Deutschland und Venezuela:"Wer sich auf eine Seite stellt, kann nicht vermitteln"

Bundesaußenminister Maas in Kolumbien

Bundesaußenminister Heiko Maas traf kürzlich den venezolanischen Oppositionellen Julio Borges. Doch wer sich klar auf eine Seite stellt, könne nicht vermitteln, sagen seine Kritiker.

(Foto: dpa)
  • Die Bundesregierung hat sich früh an die Seite Juan Guaidós gestellt - doch im politischen Berlin gibt es Zweifel, ob das richtig war.
  • Kritiker, etwa von Grünen und Linken, werfen der Bundesregierung vor, dadurch Vermittlungsversuche zu untergraben.
  • Seit Monaten kommt die Europäische Union nicht voran mit dem Versuch, eine Lösung für die schwere Staatskrise in Venezuela zu finden.

Von Benedikt Peters, Sebastian Schoepp und Stefan Braun

Aus Sicht der Bundesregierung hat Außenminister Heiko Maas gerade seinen venezolanischen Kollegen getroffen. Während seiner Lateinamerikareise schüttelte er Julio Borges die Hand, man lächelte und setzte sich zum Gespräch. Allerdings trafen sich die beiden in Bogotá, nicht in Venezuela also, sondern im Nachbarland Kolumbien. Borges lebt dort, er gehört einer Regierung an, die keine Macht hat. Venezuelas Oppositionsführer Juan Guaidó hatte nicht nur sich selbst im Januar zum Präsidenten ernannt, sondern auch gleich eine ganze Regierung.

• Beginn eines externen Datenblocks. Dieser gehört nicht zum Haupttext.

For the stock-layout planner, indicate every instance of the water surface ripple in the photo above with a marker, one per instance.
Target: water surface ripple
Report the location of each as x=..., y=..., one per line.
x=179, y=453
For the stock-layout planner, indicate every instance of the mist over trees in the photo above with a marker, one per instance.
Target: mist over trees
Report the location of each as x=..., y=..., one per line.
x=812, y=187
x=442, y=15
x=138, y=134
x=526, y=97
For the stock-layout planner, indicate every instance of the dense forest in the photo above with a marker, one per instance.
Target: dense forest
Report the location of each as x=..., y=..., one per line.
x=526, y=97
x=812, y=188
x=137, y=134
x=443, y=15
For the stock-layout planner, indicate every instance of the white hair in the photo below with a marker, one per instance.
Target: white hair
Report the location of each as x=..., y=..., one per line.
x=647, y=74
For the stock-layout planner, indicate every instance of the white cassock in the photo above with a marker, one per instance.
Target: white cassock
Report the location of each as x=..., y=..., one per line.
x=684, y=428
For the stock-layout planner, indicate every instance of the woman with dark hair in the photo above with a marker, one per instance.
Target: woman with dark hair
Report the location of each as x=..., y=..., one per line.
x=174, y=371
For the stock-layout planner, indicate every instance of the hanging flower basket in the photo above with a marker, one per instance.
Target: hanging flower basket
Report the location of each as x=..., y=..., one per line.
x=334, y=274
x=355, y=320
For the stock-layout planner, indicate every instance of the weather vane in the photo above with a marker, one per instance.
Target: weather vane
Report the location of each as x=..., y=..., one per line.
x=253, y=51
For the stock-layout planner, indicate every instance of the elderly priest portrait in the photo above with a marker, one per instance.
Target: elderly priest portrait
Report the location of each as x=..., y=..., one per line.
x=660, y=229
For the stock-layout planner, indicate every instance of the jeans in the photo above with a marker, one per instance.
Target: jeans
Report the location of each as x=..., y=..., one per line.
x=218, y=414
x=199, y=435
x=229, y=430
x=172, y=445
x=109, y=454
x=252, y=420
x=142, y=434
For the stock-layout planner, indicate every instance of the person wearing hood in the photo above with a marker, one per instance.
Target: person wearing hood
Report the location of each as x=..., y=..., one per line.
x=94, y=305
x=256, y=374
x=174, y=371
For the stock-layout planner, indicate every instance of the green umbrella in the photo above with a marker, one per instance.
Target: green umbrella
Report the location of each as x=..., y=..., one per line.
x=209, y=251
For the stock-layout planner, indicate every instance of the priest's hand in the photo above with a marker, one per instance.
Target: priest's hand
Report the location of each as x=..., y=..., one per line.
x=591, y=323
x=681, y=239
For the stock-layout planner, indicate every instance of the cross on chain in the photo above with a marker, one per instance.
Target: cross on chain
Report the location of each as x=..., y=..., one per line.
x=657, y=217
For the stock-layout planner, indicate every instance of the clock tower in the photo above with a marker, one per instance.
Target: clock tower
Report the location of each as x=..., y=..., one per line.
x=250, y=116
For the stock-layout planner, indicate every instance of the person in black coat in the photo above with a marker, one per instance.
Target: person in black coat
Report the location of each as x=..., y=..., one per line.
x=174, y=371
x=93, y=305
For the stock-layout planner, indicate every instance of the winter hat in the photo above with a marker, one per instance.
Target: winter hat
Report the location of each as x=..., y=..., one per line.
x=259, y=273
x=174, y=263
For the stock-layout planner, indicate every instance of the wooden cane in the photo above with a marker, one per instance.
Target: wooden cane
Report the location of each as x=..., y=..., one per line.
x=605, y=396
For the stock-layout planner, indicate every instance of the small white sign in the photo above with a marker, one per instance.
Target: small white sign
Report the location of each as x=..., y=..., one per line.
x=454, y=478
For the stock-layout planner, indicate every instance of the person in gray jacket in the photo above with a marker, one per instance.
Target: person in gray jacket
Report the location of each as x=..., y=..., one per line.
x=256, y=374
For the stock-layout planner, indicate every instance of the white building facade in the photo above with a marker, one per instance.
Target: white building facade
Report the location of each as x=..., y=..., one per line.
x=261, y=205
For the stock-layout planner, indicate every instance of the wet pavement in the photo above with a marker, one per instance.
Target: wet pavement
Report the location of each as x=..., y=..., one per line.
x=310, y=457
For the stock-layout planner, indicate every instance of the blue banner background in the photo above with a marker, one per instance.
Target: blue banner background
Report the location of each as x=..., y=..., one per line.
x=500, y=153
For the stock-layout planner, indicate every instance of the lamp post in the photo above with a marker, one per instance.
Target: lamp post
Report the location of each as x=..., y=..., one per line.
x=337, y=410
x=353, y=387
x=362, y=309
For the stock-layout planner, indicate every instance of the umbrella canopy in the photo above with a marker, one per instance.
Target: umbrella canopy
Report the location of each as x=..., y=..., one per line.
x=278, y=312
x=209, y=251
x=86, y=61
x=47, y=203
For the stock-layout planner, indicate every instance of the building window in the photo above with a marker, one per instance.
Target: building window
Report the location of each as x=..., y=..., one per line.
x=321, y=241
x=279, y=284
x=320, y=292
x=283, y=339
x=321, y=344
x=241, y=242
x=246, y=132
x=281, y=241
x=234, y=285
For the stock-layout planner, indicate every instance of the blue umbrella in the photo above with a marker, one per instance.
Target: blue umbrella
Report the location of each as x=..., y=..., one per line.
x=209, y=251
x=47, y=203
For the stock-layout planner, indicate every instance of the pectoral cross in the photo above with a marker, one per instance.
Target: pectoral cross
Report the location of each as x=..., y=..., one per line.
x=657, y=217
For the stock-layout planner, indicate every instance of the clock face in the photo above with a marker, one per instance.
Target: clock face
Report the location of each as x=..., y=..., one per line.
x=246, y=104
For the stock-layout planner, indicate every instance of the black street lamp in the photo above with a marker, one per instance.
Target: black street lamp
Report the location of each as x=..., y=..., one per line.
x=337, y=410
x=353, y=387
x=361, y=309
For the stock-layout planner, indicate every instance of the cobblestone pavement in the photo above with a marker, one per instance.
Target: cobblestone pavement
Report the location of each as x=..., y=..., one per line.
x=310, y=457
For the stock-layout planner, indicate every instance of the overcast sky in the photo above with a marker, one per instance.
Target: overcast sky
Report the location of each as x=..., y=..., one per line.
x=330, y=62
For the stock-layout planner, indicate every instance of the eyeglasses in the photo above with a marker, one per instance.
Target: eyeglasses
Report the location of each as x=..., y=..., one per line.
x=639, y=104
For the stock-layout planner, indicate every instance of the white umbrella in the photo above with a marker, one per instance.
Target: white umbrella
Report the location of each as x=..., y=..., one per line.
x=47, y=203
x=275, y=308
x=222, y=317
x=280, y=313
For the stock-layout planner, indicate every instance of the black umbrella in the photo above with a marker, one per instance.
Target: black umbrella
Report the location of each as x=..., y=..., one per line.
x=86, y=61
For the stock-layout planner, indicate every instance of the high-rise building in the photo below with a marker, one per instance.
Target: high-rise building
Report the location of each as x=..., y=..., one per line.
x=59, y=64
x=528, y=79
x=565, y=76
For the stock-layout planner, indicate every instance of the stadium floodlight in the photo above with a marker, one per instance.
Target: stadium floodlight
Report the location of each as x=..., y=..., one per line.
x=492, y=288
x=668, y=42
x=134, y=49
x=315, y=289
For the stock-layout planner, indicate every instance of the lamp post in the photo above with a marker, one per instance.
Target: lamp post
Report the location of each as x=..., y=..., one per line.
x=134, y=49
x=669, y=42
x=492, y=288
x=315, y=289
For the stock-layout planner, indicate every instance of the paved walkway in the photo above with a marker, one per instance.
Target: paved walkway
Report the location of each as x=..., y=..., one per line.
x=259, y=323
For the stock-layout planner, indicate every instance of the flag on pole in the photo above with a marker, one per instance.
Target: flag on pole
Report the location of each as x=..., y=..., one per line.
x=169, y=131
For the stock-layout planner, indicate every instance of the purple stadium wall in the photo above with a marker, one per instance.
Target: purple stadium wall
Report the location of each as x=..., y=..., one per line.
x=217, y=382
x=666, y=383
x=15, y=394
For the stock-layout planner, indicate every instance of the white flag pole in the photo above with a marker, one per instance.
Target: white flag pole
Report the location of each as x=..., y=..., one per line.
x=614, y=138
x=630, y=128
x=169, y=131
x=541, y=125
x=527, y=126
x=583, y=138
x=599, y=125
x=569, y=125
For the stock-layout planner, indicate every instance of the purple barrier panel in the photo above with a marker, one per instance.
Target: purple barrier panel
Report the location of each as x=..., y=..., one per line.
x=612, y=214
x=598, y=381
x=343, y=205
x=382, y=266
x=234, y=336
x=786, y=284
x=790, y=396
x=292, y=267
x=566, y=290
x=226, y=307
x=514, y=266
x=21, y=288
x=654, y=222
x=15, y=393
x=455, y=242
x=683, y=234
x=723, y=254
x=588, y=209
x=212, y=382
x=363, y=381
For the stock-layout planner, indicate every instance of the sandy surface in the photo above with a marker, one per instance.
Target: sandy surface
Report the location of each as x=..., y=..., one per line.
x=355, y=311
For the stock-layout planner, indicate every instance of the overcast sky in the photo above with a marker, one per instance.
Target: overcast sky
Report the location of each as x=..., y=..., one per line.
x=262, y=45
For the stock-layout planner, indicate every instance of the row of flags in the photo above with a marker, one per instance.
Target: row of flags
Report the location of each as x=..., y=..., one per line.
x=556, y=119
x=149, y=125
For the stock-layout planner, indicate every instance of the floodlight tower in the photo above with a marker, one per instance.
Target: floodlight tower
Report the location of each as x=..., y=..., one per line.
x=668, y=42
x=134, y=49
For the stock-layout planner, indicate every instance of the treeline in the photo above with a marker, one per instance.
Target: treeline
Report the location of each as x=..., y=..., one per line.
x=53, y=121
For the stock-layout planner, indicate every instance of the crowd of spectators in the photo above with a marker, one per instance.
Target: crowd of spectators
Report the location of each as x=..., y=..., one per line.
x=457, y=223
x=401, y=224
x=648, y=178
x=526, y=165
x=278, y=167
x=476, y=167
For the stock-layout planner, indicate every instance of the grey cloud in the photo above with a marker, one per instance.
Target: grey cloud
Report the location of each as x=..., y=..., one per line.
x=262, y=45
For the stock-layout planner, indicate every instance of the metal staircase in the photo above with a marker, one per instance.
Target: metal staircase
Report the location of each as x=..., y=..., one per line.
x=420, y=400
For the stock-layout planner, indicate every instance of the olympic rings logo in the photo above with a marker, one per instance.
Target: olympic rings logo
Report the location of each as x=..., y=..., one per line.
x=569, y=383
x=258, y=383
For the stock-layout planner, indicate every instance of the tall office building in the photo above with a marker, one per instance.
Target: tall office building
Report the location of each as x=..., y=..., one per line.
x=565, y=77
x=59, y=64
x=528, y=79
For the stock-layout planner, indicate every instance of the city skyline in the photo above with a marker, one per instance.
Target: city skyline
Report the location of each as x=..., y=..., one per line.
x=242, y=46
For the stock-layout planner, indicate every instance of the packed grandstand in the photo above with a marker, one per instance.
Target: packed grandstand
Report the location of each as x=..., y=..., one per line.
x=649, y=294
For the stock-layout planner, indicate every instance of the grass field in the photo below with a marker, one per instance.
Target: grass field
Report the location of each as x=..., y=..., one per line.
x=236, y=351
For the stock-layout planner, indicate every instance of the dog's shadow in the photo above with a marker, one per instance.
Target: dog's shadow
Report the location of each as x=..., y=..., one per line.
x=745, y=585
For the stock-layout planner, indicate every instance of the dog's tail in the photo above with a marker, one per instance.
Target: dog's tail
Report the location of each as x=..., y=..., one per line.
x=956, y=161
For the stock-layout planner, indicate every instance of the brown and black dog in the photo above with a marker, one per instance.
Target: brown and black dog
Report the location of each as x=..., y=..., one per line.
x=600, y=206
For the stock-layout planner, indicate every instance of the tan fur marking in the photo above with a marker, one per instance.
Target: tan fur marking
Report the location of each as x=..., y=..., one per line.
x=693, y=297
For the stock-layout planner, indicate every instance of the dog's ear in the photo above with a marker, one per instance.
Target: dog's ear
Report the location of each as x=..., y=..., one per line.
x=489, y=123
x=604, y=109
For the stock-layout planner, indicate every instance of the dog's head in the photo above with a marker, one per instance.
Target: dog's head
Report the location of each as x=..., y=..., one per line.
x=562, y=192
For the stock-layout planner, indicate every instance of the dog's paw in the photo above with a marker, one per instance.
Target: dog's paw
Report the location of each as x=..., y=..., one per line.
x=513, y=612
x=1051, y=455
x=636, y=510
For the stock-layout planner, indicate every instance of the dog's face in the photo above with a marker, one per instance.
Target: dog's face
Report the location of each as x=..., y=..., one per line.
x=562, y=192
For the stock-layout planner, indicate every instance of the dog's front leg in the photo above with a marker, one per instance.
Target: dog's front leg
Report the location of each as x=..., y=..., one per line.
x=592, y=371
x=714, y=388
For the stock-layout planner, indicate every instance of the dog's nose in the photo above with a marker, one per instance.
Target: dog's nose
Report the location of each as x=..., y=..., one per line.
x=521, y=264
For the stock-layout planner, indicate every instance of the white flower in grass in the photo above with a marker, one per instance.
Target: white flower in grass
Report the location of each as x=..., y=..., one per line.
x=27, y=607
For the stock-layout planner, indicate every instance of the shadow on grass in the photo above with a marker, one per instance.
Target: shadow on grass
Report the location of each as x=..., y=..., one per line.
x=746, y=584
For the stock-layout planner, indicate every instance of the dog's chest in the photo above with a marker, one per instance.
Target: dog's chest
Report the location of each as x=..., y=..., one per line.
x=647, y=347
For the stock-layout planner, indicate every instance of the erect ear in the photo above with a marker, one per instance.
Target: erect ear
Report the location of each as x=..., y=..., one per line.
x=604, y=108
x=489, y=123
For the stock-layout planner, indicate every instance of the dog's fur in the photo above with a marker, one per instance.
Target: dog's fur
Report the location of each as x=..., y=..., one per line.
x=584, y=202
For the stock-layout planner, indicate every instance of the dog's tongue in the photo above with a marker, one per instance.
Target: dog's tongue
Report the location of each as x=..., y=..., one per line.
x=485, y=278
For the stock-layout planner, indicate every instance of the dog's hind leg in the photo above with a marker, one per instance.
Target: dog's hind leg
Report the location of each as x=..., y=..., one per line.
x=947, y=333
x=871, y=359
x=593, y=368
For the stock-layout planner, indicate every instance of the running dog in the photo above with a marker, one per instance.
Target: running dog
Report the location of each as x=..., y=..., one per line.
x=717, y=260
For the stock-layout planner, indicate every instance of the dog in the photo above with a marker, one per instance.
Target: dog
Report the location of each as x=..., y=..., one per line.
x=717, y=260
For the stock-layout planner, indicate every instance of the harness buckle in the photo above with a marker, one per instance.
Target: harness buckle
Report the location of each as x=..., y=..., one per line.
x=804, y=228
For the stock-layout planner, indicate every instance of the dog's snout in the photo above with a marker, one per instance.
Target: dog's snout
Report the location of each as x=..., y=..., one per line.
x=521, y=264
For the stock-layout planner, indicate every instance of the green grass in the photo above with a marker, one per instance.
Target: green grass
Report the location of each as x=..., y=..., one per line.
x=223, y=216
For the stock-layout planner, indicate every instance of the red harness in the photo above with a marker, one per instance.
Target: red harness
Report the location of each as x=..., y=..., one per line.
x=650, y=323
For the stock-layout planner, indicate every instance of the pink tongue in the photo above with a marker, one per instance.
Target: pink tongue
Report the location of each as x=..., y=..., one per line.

Berlin hat diese Regierung anerkannt, so wie es US-Präsident Donald Trump vorgemacht hatte. Mehr als 50 Staaten zogen nach. Doch in der deutschen Hauptstadt fragt man sich inzwischen, ob dieses Manöver nicht ein wenig voreilig gewesen sein könnte. Offiziell bleibt die Bundesregierung bei ihrer Linie, das bekräftigte Maas auf seiner Reise. "Unsere Unterstützung für Juan Guaidó hat sich in keiner Weise geändert." Er betonte aber auch, dass es dessen Job als Interimspräsident gewesen wäre, Neuwahlen zu organisieren. Dafür gibt man gewöhnlich eine Frist von 30 Tagen, die verstrichen ist.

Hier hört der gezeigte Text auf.